DCDFile

class simtk.openmm.app.dcdfile.DCDFile(file, topology, dt, firstStep=0, interval=1, append=False)

DCDFile provides methods for creating DCD files.

DCD is a file format for storing simulation trajectories. It is supported by many programs, such as CHARMM, NAMD, and X-PLOR. Note, however, that different programs produce subtly different versions of the format. This class generates the CHARMM version. Also note that there is no standard byte ordering (big-endian or little-endian) for this format. This class always generates files with little-endian ordering.

To use this class, create a DCDFile object, then call writeModel() once for each model in the file.

__init__(file, topology, dt, firstStep=0, interval=1, append=False)
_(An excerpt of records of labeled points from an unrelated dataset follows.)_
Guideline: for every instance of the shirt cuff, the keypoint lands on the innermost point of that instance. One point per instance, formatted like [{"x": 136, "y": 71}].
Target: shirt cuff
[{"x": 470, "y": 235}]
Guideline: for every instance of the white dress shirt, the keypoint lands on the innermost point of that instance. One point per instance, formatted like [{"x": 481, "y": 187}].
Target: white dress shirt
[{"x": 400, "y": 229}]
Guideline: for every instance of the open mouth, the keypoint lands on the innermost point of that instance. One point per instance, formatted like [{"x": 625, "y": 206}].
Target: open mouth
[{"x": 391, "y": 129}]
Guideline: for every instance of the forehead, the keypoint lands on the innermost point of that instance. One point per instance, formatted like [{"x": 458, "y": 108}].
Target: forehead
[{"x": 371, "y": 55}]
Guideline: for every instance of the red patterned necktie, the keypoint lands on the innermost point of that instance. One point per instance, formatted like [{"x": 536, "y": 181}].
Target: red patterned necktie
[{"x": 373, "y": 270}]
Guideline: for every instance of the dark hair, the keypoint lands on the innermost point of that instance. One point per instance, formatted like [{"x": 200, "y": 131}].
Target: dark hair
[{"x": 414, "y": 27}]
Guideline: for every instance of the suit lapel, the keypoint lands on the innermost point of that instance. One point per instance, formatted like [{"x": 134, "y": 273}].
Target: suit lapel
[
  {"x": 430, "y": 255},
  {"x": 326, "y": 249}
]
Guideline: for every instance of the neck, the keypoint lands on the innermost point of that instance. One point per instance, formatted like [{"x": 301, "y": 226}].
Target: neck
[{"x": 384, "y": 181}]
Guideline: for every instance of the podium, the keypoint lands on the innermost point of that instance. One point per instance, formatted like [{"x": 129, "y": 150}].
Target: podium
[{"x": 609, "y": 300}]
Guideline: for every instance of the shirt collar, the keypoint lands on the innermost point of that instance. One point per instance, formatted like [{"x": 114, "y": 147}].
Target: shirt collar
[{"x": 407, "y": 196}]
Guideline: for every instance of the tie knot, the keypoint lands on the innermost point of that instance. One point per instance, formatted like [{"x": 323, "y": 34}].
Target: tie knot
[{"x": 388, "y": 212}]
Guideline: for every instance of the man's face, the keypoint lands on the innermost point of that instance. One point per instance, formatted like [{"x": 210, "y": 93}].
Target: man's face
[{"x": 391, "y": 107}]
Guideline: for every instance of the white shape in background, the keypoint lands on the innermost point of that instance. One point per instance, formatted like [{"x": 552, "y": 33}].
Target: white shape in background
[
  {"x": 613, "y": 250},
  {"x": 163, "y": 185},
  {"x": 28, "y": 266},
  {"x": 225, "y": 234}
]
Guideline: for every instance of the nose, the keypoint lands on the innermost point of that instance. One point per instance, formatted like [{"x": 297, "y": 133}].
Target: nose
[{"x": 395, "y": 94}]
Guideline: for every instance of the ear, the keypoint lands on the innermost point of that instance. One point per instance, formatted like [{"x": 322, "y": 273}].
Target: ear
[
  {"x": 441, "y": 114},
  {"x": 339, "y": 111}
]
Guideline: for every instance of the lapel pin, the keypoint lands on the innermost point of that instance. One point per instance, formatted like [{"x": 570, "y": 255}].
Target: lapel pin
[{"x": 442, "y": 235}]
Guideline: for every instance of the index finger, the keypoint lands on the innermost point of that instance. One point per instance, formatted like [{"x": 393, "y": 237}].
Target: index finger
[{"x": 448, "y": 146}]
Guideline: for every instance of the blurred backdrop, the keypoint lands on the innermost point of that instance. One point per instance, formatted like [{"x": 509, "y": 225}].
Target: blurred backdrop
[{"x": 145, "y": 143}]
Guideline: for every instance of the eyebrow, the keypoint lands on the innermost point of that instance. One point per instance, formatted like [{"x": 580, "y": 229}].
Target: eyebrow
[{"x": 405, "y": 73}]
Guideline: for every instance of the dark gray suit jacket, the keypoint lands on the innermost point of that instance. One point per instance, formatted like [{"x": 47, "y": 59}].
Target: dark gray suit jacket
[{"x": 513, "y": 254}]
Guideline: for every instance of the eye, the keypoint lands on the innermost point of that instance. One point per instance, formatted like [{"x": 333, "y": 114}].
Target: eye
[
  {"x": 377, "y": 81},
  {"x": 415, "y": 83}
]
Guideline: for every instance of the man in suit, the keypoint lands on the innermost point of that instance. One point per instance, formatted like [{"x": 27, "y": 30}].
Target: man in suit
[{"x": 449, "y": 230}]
Create a DCD file and write out the header, or open an existing file to append.

Parameters:
  • file (file) – A file to write to
  • topology (Topology) – The Topology defining the molecular system being written
  • dt (time) – The time step used in the trajectory
  • firstStep (int=0) – The index of the first step in the trajectory
  • interval (int=1) – The frequency (measured in time steps) at which states are written to the trajectory
  • append (bool=False) – If True, open an existing DCD file to append to. If False, create a new file.

Methods

__init__(file, topology, dt[, firstStep, ...]) Create a DCD file and write out the header, or open an existing file to append.
writeModel(positions[, unitCellDimensions, ...]) Write out a model to the DCD file.
__delattr__

x.__delattr__(‘name’) <==> del x.name

__format__()

default object formatter

__getattribute__

x.__getattribute__(‘name’) <==> x.name

__hash__
__reduce__()

helper for pickle

__reduce_ex__()

helper for pickle

__repr__
__setattr__

x.__setattr__(‘name’, value) <==> x.name = value

__sizeof__() → int

size of object in memory, in bytes

__str__
writeModel(positions, unitCellDimensions=None, periodicBoxVectors=None)
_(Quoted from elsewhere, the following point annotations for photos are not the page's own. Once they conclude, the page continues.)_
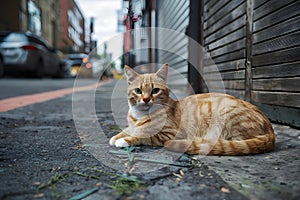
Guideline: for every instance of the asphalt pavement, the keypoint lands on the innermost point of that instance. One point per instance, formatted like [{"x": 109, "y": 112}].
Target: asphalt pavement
[{"x": 58, "y": 149}]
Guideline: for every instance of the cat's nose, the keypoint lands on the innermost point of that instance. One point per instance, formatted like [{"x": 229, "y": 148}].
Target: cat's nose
[{"x": 146, "y": 100}]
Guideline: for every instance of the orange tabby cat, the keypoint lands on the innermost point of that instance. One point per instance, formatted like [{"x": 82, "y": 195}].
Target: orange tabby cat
[{"x": 212, "y": 123}]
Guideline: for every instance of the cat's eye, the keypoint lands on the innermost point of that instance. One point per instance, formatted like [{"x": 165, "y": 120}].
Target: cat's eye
[
  {"x": 138, "y": 90},
  {"x": 155, "y": 91}
]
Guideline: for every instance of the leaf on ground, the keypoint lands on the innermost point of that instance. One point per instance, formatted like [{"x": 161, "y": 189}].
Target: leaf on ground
[
  {"x": 225, "y": 190},
  {"x": 84, "y": 194}
]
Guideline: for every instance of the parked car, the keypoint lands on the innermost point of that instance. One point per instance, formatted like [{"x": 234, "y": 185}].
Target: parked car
[
  {"x": 78, "y": 64},
  {"x": 24, "y": 52}
]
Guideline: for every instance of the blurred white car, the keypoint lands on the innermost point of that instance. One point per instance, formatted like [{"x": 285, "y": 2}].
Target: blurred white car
[{"x": 23, "y": 52}]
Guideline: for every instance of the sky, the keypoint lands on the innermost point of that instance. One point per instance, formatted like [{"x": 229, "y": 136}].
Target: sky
[{"x": 105, "y": 21}]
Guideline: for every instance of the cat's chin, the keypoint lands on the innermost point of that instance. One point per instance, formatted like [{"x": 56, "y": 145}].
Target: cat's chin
[{"x": 143, "y": 107}]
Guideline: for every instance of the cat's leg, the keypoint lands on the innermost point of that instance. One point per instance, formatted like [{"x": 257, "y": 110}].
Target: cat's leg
[
  {"x": 188, "y": 146},
  {"x": 132, "y": 141},
  {"x": 122, "y": 134}
]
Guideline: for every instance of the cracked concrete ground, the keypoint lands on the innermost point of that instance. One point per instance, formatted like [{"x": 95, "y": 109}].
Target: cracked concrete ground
[{"x": 43, "y": 157}]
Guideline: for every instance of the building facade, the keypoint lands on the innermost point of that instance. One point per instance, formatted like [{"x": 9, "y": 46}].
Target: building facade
[
  {"x": 38, "y": 17},
  {"x": 60, "y": 22},
  {"x": 73, "y": 33},
  {"x": 246, "y": 48}
]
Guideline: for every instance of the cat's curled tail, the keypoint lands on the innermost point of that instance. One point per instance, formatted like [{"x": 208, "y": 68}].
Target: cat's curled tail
[{"x": 258, "y": 144}]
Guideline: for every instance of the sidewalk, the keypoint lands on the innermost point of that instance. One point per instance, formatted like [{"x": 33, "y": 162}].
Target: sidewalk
[{"x": 43, "y": 157}]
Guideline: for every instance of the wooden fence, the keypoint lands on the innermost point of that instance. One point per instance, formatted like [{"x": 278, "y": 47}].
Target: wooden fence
[{"x": 256, "y": 47}]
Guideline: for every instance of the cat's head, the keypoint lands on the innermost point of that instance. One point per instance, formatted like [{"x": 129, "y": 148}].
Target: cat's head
[{"x": 145, "y": 90}]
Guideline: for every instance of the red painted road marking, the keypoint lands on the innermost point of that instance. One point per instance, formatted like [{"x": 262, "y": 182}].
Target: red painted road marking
[{"x": 21, "y": 101}]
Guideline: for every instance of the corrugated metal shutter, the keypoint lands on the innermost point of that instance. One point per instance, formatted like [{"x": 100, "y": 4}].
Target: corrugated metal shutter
[
  {"x": 276, "y": 59},
  {"x": 270, "y": 40},
  {"x": 225, "y": 40},
  {"x": 173, "y": 14}
]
Write out a model to the DCD file.

The periodic box can be specified either by the unit cell dimensions (for a rectangular box), or the full set of box vectors (for an arbitrary triclinic box). If neither is specified, the box vectors specified in the Topology will be used. Regardless of the value specified, no dimensions will be written if the Topology does not represent a periodic system.

Parameters:
  • positions (list) – The list of atomic positions to write
  • unitCellDimensions (Vec3=None) – The dimensions of the crystallographic unit cell.
  • periodicBoxVectors (tuple of Vec3=None) – The vectors defining the periodic box.